Lord Winchester of the same battalion was killed, after
injudiciously but heroically exposing himself all day.
The Black
Watch alone had lost nineteen officers and over three hundred men
killed and wounded, a catastrophe which can only be matched in all
the bloody and glorious annals of that splendid regiment by their
slaughter at Ticonderoga in 1757, when no fewer than five hundred
fell before Montcalm's muskets. Never has Scotland had a more
grievous day than this of Magersfontein. She has always given her
best blood with lavish generosity for the Empire, but it may be
doubted if any single battle has ever put so many families of high
and low into mourning from the Tweed to the Caithness shore. There
is a legend that when sorrow comes upon Scotland the old Edinburgh
Castle is lit by ghostly lights and gleams white at every window in
the mirk of midnight.
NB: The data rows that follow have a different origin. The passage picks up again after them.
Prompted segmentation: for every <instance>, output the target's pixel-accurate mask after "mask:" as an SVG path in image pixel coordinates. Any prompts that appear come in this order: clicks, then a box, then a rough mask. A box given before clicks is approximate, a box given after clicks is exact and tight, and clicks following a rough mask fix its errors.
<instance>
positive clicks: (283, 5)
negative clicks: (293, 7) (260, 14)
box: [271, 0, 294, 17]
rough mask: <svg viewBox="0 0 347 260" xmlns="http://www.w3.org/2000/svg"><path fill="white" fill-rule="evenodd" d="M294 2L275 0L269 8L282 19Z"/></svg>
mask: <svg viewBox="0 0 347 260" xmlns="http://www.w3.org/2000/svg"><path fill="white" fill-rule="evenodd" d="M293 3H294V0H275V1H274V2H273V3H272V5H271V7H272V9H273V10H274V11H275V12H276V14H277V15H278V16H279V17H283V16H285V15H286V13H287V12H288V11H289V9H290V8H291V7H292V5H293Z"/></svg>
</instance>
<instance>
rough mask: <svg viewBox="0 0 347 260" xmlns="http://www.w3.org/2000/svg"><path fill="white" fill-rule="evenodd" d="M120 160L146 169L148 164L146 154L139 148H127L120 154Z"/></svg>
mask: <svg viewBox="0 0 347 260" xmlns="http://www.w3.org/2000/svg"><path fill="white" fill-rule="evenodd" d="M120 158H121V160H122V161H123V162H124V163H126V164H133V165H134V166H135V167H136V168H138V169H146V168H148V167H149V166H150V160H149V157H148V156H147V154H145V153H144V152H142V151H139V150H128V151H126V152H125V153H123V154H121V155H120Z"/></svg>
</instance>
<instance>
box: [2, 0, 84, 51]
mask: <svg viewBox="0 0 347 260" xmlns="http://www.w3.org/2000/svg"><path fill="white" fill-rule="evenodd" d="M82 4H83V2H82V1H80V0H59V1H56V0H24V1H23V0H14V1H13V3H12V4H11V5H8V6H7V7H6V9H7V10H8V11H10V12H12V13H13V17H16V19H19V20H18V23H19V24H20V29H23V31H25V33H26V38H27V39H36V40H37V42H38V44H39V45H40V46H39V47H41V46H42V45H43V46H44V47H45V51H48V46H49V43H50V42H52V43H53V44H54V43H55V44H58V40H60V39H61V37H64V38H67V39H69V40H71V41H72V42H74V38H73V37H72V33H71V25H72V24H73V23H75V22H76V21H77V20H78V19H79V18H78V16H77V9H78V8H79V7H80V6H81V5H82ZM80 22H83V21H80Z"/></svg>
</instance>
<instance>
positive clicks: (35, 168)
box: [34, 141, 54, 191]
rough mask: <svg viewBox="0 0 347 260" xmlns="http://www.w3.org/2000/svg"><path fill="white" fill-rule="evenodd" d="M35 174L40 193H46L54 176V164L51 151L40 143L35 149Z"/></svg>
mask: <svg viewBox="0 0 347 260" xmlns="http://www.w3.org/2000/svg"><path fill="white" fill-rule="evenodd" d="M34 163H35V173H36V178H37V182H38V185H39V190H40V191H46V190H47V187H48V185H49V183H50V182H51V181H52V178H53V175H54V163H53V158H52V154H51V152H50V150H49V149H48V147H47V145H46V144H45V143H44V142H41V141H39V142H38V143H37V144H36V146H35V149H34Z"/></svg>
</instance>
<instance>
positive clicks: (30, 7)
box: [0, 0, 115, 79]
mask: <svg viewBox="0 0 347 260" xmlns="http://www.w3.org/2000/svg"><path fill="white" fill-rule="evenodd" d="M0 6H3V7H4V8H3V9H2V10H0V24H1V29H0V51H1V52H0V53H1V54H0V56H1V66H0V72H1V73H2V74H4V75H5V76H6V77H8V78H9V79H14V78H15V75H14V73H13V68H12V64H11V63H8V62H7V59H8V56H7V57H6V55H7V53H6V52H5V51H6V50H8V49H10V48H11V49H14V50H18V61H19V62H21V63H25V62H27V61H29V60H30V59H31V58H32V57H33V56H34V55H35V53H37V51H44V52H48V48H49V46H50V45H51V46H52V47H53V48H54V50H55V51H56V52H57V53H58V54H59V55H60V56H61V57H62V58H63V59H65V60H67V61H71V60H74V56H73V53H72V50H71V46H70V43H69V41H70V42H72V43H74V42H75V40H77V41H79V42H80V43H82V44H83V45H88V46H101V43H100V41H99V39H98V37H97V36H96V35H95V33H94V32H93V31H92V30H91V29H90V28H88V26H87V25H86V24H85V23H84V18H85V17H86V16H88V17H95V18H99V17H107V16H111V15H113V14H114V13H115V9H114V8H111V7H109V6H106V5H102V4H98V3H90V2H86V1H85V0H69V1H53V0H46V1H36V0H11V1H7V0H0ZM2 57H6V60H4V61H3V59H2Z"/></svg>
If ever the watcher could have seen so
sinister a sight, it should have been on this, the fatal night of
December 11, 1899. As to the Boer loss it is impossible to
determine it. Their official returns stated it to be seventy killed
and two hundred and fifty wounded, but the reports of prisoners and
deserters placed it at a very much higher figure. One unit, the
Scandinavian corps, was placed in an advanced position at
Spytfontein, and was overwhelmed by the Seaforths, who killed,
wounded, or took the eighty men of whom it was composed. The
stories of prisoners and of deserters all speak of losses very much
higher than those which have been officially acknowledged.
In his comments upon the battle next day Lord Methuen was said to
have given offence to the Highland Brigade, and the report was
allowed to go uncontradicted until it became generally accepted. It
arose, however, from a complete misunderstanding of the purport of
Lord Methuen's remarks, in which he praised them, as he well might,
for their bravery, and condoled with them over the wreck of their
splendid regiments. The way in which officers and men hung on under
conditions to which no troops have ever been exposed was worthy of
the highest traditions of the British army. From the death of
Wauchope in the early morning, until the assumption of the command
of the brigade by Hughes-Hallett in the late afternoon, no one
seems to have taken the direction. 'My lieutenant was wounded and
my captain was killed,' says a private. 'The General was dead, but
we stayed where we were, for there was no order to retire.' That
was the story of the whole brigade, until the flanking movement of
the Boers compelled them to fall back.
The most striking lesson of the engagement is the extreme
bloodiness of modern warfare under some conditions, and its
bloodlessness under others. Here, out of a total of something under
a thousand casualties seven hundred were incurred in about five
minutes, and the whole day of shell, machine-gun, and rifle fire
only furnished the odd three hundred.